The Finance Ministry has cut back on planned development projects and reduced recurrent expenditure by 20 percent in an effort to curb a ballooning budget deficit.
A circular issued by the ministry on September 28, and publicised today, has assured that wages and allowances will not be affected.
The initially projected MVR1.3 billion deficit in this year’s record budget is now expected to rise to over MVR4 billion due to shortfalls in revenue and increases in unplanned expenditure – in particular the raising of pensions from MVR2300 to MVR5000.
Tourism Minister Ahmed Adeeb had pledged to raise revenue for elderly pensions through T-bill sales, but Finance Minister Abdulla Jihad admitted in August that the government had been forced to rely on the state budget for the handouts.
In the same month, Jihad also warned that the deficit may affect the government’s ability to pay civil servants.
“We try to make regular salary payments even if we have to take loans in order to do so,” he said.
The government currently employs just under 25,000 civil servants, representing over 7 percent of the population. This high figure has long been identified as one of the causes of country’s fiscal imbalances.
According to Maldives Monetary Authority figures, while the government had spent MVR10.1 billion by June 2014, it only raised MVR6.3 billion in revenue during the same period. Meanwhile, government spending in June rose 58 percent compared to the same period in 2013.
Opposition leader and former President Mohamed Nasheed in a rally last night contended the deficit was plugged with the public’s savings at banks, and expressed concern over the impact on the financial sector should the government find itself unable to pay back treasury bills.
Meanwhile, the government is also facing the prospect of a potentially crippling payout to infrastructure giant GMR after a Singapore court of arbitration ruled in favour of the Indian company in a dispute over the premature termination of its airport concession deal.
The MMA’s 2013 Macroeconomic Development report said that shortfalls in revenue and overruns in expenditure could jeopardise the country’s debt sustainability – currently 81 percent of GDP.
President Abdulla Yameen’s economic development plans have focused almost solely on attracting foreign investment for large infrastructure projects and special economic zones (SEZs).
The recently passed SEZ Act is a “landmark law” that will “transform” the economy through diversification and mitigate the reliance on the tourism industry, Yameen has said.
The government maintained that SEZs with relaxed regulations and tax concessions were necessary to attract foreign investors and launch ‘mega projects’ for economic diversification, which would create jobs and elevate the economy to a “new production frontier.”
Meanwhile, Nasheed has noted that attempts to attract investment in the government’s 11 months in power have failed.

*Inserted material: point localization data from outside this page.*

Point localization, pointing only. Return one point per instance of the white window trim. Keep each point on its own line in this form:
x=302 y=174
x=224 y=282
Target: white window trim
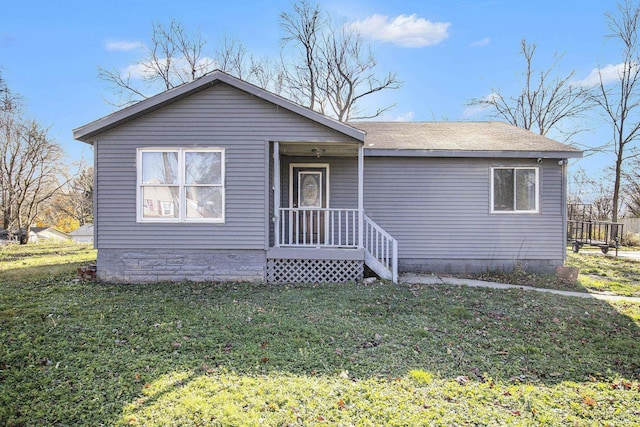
x=182 y=216
x=515 y=211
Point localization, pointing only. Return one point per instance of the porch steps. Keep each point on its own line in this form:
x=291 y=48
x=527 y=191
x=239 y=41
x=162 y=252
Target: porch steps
x=380 y=251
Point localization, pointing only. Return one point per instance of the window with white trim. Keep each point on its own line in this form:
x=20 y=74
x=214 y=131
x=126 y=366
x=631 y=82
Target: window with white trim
x=181 y=185
x=514 y=190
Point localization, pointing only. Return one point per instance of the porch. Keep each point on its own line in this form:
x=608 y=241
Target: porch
x=319 y=231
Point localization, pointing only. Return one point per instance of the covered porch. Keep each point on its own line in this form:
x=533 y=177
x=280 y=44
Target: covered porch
x=319 y=231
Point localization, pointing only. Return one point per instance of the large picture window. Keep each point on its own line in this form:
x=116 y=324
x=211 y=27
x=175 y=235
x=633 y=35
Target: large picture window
x=181 y=185
x=514 y=190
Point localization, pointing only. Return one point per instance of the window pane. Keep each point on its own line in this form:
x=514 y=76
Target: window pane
x=503 y=189
x=525 y=189
x=159 y=168
x=160 y=202
x=204 y=202
x=203 y=167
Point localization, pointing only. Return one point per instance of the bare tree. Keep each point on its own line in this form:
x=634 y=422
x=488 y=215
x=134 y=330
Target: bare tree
x=331 y=70
x=620 y=101
x=174 y=57
x=334 y=69
x=544 y=102
x=633 y=191
x=75 y=200
x=30 y=166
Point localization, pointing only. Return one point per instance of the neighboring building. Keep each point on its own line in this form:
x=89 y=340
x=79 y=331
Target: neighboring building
x=44 y=234
x=83 y=234
x=218 y=179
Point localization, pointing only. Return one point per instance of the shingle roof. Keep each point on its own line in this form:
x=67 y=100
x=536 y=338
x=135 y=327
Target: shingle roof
x=465 y=137
x=88 y=132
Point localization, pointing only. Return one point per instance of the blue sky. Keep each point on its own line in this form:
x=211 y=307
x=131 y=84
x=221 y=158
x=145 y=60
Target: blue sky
x=445 y=52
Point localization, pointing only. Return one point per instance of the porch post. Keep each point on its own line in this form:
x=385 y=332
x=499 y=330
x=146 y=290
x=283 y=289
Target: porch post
x=276 y=193
x=360 y=194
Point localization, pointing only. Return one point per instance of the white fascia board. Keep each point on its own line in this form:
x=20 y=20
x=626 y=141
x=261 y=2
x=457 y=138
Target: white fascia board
x=377 y=152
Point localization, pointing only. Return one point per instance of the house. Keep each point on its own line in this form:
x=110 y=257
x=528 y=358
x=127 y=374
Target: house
x=83 y=234
x=45 y=234
x=218 y=179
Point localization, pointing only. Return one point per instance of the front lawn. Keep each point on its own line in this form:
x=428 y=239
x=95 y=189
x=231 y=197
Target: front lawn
x=598 y=273
x=41 y=260
x=239 y=354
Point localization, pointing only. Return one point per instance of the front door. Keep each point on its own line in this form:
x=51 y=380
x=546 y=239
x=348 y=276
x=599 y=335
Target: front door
x=309 y=197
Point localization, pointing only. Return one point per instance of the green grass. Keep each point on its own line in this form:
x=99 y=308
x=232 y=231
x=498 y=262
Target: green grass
x=41 y=260
x=598 y=273
x=82 y=353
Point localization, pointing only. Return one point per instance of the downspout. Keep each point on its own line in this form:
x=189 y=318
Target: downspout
x=564 y=209
x=276 y=194
x=360 y=195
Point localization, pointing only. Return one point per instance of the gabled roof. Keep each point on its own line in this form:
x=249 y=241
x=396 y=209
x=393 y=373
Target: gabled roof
x=459 y=139
x=87 y=132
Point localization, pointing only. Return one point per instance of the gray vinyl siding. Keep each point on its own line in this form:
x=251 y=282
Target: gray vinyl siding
x=220 y=116
x=440 y=209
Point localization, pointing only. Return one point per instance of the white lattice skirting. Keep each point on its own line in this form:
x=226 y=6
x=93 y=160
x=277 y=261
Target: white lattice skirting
x=314 y=271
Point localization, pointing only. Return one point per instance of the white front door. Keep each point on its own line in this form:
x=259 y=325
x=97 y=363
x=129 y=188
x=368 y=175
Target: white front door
x=309 y=194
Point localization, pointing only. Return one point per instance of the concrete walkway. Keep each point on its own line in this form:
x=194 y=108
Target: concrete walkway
x=430 y=279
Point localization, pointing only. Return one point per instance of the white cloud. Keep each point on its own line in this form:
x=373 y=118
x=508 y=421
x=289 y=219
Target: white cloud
x=476 y=110
x=609 y=74
x=403 y=30
x=479 y=43
x=401 y=117
x=123 y=45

Nasheed last night claimed foreign multi-national companies were reluctant to invest in the Maldives.
“We are saying the [Progressive Party of Maldives’] government has failed because they are not practicing what they preach at all,” he said during a speech in Fuvahmulah.
Nasheed also criticised the PPM’s failure to provide a pledged MVR10,000 a month to fishermen during lean periods and the failure to provide MVR8000 to farmers.
Both the outgoing and incoming governors of the MMA have this year called on the state to reduce expenditure alongside increases in revenue.
Successive governments have imposed similar spending cuts, while an IMF delegation visiting the country in February expressed surprise at the economy’s continuing resilience.
“For a long time we’ve been saying that reserves at the MMA are very low and that the fiscal deficit is quite difficult and we expect the economy to run into some problems,” said resident representative Dr Koshy Mathai.
“But somehow the economy has shown resilience, a lot of resilience, and we’ve been surprised – happily surprised but surprised nonetheless.”